Je soupirai bruyamment. On n'était pas sortie de l'auberge...
- Attend... Comment es-tu au courant d'une chose pareille ? s'éberlua Sanjana.
Je haussai les épaules.
- J'ai mes sources, me contentai-je de répondre.
- La reine est impliquée dans ce massacre ? m'interrogea Hell.
J'acquiesçai.
- Et dans la disparition des enfants aux yeux dorés aussi, lui appris-je, ignorant les regards ahuris de mes camarades.
Hell lâcha un rire qui semblait être dû à la colère.
- Pourquoi est-ce que je ne suis même pas surpris ? railla-t-il.
- Parce que ce royaume est pourri et que cette reine est à vomir ? tentai-je.
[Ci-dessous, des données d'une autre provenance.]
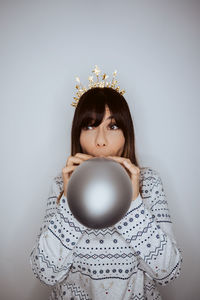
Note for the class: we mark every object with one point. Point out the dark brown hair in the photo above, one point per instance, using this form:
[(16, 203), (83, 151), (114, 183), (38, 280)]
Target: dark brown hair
[(91, 107)]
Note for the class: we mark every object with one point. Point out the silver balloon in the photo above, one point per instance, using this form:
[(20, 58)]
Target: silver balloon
[(99, 192)]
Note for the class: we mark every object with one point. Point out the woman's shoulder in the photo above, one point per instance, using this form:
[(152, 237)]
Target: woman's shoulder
[(146, 172)]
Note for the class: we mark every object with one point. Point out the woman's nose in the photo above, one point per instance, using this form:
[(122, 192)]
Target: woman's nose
[(101, 139)]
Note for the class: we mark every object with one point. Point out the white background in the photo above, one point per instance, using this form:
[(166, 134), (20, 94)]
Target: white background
[(44, 45)]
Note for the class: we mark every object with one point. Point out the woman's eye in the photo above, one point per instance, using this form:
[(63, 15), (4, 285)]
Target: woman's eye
[(86, 127), (114, 125)]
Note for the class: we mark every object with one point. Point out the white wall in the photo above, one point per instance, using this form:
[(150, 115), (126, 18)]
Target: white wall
[(44, 45)]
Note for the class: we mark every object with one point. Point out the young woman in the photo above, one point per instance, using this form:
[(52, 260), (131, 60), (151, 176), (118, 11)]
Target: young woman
[(123, 262)]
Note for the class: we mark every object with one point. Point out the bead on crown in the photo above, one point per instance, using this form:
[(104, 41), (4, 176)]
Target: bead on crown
[(81, 89)]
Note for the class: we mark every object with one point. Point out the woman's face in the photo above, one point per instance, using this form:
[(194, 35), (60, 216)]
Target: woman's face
[(106, 139)]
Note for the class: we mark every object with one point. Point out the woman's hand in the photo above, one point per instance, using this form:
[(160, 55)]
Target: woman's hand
[(72, 163), (133, 171)]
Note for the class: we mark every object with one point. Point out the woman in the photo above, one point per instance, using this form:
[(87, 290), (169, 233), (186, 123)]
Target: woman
[(127, 260)]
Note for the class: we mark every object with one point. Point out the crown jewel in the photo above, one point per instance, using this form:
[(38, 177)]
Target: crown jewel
[(81, 89)]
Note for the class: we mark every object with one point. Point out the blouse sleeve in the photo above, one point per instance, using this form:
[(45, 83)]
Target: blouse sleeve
[(52, 255), (147, 227)]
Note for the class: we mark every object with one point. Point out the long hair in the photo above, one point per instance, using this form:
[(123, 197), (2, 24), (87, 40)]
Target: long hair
[(91, 107)]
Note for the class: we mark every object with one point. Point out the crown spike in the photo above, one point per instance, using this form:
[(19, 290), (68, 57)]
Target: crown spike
[(81, 89)]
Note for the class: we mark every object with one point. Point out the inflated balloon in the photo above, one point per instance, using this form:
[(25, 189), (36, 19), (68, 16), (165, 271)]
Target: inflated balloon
[(99, 192)]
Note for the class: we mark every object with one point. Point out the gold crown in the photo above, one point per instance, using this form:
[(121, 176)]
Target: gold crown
[(81, 89)]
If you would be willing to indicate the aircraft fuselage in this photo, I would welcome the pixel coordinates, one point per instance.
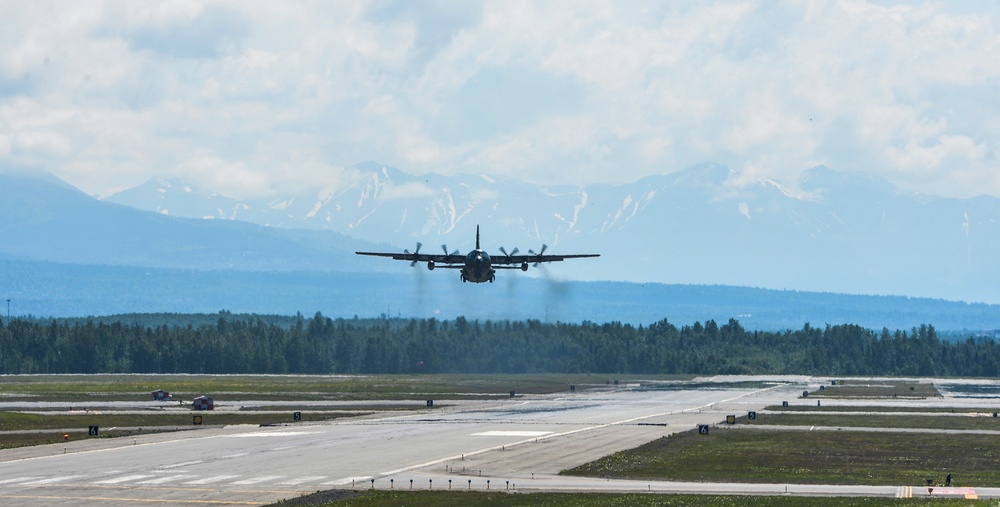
(478, 267)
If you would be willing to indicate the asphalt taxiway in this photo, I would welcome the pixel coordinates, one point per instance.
(520, 443)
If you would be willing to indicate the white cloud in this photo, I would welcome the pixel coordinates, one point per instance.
(256, 96)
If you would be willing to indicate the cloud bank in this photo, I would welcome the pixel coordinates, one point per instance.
(253, 98)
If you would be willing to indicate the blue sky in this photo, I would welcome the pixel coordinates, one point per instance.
(258, 98)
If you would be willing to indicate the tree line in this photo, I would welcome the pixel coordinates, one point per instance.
(321, 345)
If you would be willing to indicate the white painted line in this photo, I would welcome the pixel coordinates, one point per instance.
(18, 479)
(271, 434)
(344, 482)
(511, 433)
(300, 480)
(52, 480)
(125, 478)
(257, 480)
(209, 480)
(186, 463)
(168, 478)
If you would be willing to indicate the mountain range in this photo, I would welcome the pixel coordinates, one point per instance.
(835, 232)
(685, 246)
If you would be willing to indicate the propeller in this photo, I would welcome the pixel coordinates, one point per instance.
(539, 254)
(509, 255)
(415, 254)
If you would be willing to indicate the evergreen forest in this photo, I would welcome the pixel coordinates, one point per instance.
(321, 345)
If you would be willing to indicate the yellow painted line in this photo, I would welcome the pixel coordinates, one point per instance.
(130, 500)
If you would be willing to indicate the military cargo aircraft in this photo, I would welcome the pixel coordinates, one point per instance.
(477, 266)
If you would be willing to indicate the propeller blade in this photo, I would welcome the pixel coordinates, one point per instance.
(540, 253)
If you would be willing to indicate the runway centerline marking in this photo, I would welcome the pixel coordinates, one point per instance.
(500, 433)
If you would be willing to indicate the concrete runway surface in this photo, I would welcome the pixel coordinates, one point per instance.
(520, 443)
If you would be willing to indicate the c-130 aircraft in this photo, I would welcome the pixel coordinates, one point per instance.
(477, 266)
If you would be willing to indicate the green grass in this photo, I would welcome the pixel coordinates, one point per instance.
(854, 408)
(86, 388)
(877, 388)
(807, 457)
(875, 421)
(382, 498)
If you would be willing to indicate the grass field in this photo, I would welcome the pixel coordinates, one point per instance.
(87, 388)
(877, 388)
(807, 457)
(477, 499)
(969, 421)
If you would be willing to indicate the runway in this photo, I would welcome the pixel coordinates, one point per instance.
(520, 443)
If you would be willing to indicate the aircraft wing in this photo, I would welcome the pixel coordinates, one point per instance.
(537, 258)
(418, 257)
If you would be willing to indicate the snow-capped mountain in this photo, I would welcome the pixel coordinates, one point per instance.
(837, 232)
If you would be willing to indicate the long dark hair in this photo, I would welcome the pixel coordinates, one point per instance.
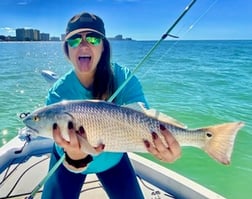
(103, 85)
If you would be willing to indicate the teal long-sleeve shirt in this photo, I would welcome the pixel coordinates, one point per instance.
(69, 87)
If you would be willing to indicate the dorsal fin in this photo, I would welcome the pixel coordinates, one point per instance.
(139, 106)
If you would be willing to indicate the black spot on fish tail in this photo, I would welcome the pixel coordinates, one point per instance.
(209, 135)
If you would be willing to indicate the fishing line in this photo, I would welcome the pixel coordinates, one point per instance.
(196, 21)
(112, 97)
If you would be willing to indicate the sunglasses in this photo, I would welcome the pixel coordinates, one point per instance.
(92, 38)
- S'il n'y avait que cette reine... ricana Hell, mais même celles et ceux avant elle... il n'y en a pas un pour rattraper l'autre.
- Pardon ? s'offusqua Aleth.
Hell se tourna vers elle et la regarda longuement.
- J'imagine que tu es la fille de la reine Junon ? Pardon si mes propos te vexent, mais c'est la réalité.
- Ma mère était quelqu'un de bien ! s'énerva-t-elle.
- Ta mère était une incompétente, lâcha Hell d'un ton sec, indifférente aux souffrances des siens. Elle regardait les villageois mourir sous son nez sans même broncher. La misère de son peuple lui était complétement égale. Tout ce qu'elle savait faire, c'était mener des guerres et condamner à mort les Obscuras qui sortaient des rangs. Ta mère n'a peut-être pas autant de sang sur les mains que la reine Zara, mais elle en a tout de même beaucoup.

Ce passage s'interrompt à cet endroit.